« C’est un budget de repli, qui aggrave le déficit public »
Transcription youtube_captions. À recouper avec la source d'origine.
Voici donc la copie sénatoriale du budget pour 2026, celle que nous allons soumettre à présent au dialogue bicaméral. au Sénat. Le débat démocratique est donc allé jusqu'au bout grâce au travail du rapporteur général et des administrateurs.
Je tiens à les remercier au nom de mon groupe le plus vieux de notre institution. un groupe, j'ai déjà eu l'occasion de le dire, profondément attaché au bicamérisme, convaincu qu'il y a une forme de responsabilité particulière qui pèse sur notre chambre et profondément inquiet de l'instabilité politique. Depuis 3 ans, le régime confine à l'ingouvernabilité et le moment budgétaire est celui où le risque de blocage institutionnel est à la fois le plus fort et le plus dangereux pour la situation financière de la France.

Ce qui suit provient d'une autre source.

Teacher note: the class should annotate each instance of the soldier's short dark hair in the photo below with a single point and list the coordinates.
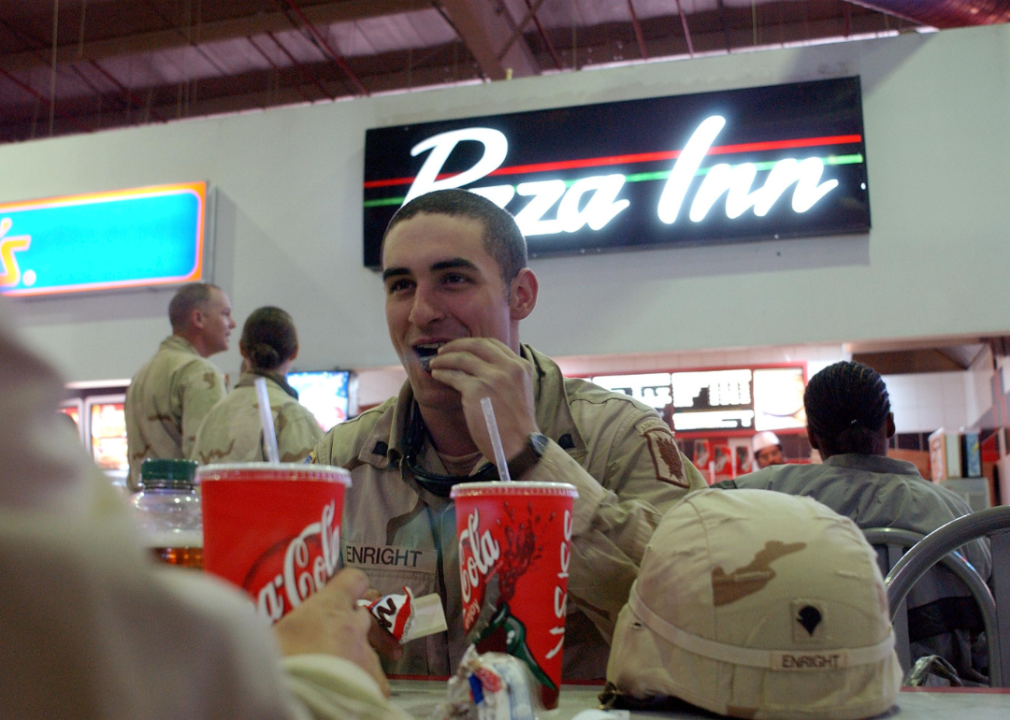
(846, 405)
(193, 296)
(503, 239)
(269, 337)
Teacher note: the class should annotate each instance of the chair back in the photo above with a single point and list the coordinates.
(938, 546)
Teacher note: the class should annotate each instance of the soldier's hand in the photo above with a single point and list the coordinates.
(381, 640)
(330, 622)
(486, 368)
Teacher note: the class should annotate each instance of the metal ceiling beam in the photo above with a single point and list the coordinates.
(486, 33)
(943, 13)
(217, 30)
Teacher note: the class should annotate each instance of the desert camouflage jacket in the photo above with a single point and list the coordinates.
(167, 401)
(232, 430)
(618, 453)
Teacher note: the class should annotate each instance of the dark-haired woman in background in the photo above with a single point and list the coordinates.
(232, 431)
(849, 421)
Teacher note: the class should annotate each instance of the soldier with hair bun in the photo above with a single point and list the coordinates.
(849, 422)
(232, 431)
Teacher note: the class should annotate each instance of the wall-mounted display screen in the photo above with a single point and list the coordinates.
(124, 238)
(779, 399)
(328, 395)
(784, 161)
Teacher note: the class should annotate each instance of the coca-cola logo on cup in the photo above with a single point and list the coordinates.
(480, 560)
(292, 570)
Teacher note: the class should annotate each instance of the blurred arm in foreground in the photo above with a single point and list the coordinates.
(92, 629)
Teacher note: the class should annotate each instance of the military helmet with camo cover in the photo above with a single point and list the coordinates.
(756, 604)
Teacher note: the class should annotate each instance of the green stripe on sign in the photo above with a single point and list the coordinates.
(385, 201)
(664, 175)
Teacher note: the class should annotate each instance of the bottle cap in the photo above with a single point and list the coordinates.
(163, 473)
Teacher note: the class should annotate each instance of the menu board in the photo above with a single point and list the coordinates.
(713, 400)
(74, 409)
(736, 399)
(108, 435)
(326, 394)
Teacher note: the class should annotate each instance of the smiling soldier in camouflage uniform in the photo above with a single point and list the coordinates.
(171, 395)
(457, 287)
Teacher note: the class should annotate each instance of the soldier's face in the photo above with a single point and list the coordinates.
(441, 285)
(770, 455)
(217, 321)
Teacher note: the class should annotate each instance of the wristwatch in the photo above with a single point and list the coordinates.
(530, 454)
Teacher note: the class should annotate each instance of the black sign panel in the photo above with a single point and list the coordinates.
(785, 161)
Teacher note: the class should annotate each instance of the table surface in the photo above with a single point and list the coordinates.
(420, 697)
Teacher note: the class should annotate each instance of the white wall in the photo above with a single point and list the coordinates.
(289, 219)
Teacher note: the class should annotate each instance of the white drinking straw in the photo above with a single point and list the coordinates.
(269, 434)
(496, 439)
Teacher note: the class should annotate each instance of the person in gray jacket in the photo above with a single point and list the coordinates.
(849, 422)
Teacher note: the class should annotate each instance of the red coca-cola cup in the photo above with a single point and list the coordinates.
(273, 529)
(515, 541)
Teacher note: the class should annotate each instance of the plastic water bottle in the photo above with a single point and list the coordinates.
(168, 509)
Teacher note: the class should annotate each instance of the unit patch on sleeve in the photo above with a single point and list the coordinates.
(666, 454)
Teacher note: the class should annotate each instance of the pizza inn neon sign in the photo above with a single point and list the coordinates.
(593, 201)
(734, 166)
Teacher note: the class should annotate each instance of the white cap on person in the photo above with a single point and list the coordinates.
(764, 439)
(756, 604)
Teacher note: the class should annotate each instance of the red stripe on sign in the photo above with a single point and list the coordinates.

C'est à l'ône de ce contexte singulier avec cette haute idée que nous nous faisons de l'exercice démocratique dans lequel nous pensons qu'il est bon qu'il y ait une majorité et une opposition. ce qui manque à l'Assemblée nationale. De même qu'il est bon que la majorité tienne compte des observations de l'opposition, ce qui n'est pas toujours vrai au Sénat.
C'est à l'ône de tout cela que mon groupe a souspesé cette copie budgétaire. Trois points à souligner. Il y avait d'abord un enjeu central, c'était de transformer un texte fragile en consensus parlementaire.
Or, la réponse sénatoriale qui s'est construite en réaction aux initiatives de l'Assemblée nationale et au compromis négocié avec le gouvernement nous éloigne hélas du point d'équilibre qu'il faudra pourtant atteindre pour doter le pays d'un budget. La logique même sur laquelle reposer cette version sénatoriale, renoncer à plusieurs milliards d'euros de recette en pariant sur la maîtrise de la dépense publique ne nous paraissait ni solide, ni souhaitable, ni soutenable. Cela se vérifie.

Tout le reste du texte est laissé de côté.